(Cet article a fait l’objet d’une Alerte confidentielle adressée à nos abonnés le 23 mars à 09H00. Pour prolonger, lire la réaction de Matthias Fekl dans la Lettre d’aujourd’hui : Conseil stratégique de l’export : Matthias Fekl, ouvert au « privé », va élargir sa composition )
L’installation, aujourd’hui 23 mars, du Conseil stratégique de l’export par Matthias Fekl ne sera pas de tout repos : Étienne Vauchez, président des Opérateurs spécialisés du commerce international (OSCI), compte bien à cette occasion dire tout le mal que pensent les « privés » de l’accompagnement des entreprises à l’international de la convention de partenariat signée sous le parrainage du secrétaire d’État au Commerce extérieur le 11 mars dernier, lors du premier Forum de l’export, par Business France (BF), CCI International et CCI France International afin de créer « un parcours unifié de l’export » pour les PME et ETI*. En cause, le fait que ce « parcours fléché » se termine exclusivement, à l’étranger, par les Chambres de commerce et d’industrie françaises à l’international (CCIFI) membres de CCI France International.
Dans un communiqué de presse publié le 18 mars, l’OSCI dénonce dans des termes très vifs cet accord en estimant qu’il « aggrave encore les distorsions de concurrence public/privé sur le marché de l’accompagnement export des PME », car « il vient favoriser les CCIFI sur le secteur de l’arrimage des démarches export, perturbant la concurrence jusqu’ici loyale entre les CCIFI et les OSCI sur ce secteur ». Et d’enfoncer le clou en accusant BF d’avoir créé « une position dominante sur le marché de l’accompagnement des PME à l’export » par les différentes conventions que l’agence nationale a signées avec les CCI de Région (CCIR) dont CCI International est une structure mutualisée, les CCIFI, les Régions (PRIE/Plan régionaux d’internationalisation des entreprises) et Bpifrance. « Elle contrôle : l’accès aux subventions (PRIE) ; l’accès aux financements (BPI) ; l’offre de services d’amorçage export (CCIR et BF) ; l’offre de services d’arrimage export (CCIFI) », estime l’OSCI.
Interrogé par la Lettre confidentielle, Étienne Vauchez justifie ce « coup de gueule » par le sentiment d’avoir été floué d’abord par les chambres de commerce : « les CCI nous ont clairement marché sur les pieds », assène-t-il, visant les directions centrales de CCI International et de CCI France International.
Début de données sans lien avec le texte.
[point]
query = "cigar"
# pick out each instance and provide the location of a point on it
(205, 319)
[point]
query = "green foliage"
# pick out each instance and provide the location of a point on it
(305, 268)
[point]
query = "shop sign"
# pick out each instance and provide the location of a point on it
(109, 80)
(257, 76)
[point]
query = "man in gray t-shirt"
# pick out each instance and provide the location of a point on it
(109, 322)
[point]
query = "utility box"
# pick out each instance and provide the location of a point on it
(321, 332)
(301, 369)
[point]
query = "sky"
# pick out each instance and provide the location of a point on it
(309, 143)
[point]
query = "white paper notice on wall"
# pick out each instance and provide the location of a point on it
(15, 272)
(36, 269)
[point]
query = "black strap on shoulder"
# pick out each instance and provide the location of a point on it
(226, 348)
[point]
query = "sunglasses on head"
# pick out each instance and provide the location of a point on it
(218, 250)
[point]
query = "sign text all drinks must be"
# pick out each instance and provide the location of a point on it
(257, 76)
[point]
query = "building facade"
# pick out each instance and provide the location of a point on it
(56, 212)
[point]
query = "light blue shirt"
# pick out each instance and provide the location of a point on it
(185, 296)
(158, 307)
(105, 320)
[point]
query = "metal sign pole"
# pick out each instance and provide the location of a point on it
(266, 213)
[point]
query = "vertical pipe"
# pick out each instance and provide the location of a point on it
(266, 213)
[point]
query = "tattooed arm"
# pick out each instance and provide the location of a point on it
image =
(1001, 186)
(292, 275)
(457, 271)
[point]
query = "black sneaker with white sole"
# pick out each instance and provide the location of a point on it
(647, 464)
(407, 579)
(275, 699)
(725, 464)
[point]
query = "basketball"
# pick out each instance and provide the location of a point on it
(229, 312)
Et d’expliquer que l’OSCI avait été dans la boucle des discussions sur la construction de ce « parcours unifié de l’export » jusqu’à ce que CCI International et CCI France International décident de faire cavalier seul avec BF, à partir de février, pour arracher un accord avec les CCIFI**. « Les CCIFI sont des organismes privés. Pourquoi Business France, une agence publique, flècherait-elle les entreprises vers ces privés là et pas nous, s’agace encore le président de l’OSCI. Avant, il y avait une concurrence loyale entre les CCIFI et les sociétés privées d’accompagnement. Aujourd’hui, ce marché est totalement perturbé ».
Mais l’OSCI en veut aussi à BF : « la seule chose que Business France a proposée est de faire des listes de sociétés privées par pays et de les mettre à la disposition des entreprises : c’est le minimalisme du minimalisme ! », s’agace Étienne Vauchez. Or, rappelle-t-il, un dialogue avait été entrepris entre la direction de BF et celle de l’OSCI en septembre 2014, après la publication d’un avis de l’Autorité de la concurrence, sur saisie de l’OSCI, qui avait notamment rappelé à l’ordre l’agence (qui s’appelait alors Ubifrance) en lui recommandant de mettre en place une comptabilité analytique afin de séparer les activités relevant du service public, car financées par l’impôt, et celles relevant du commercial, donc devant respecter les règles du marché.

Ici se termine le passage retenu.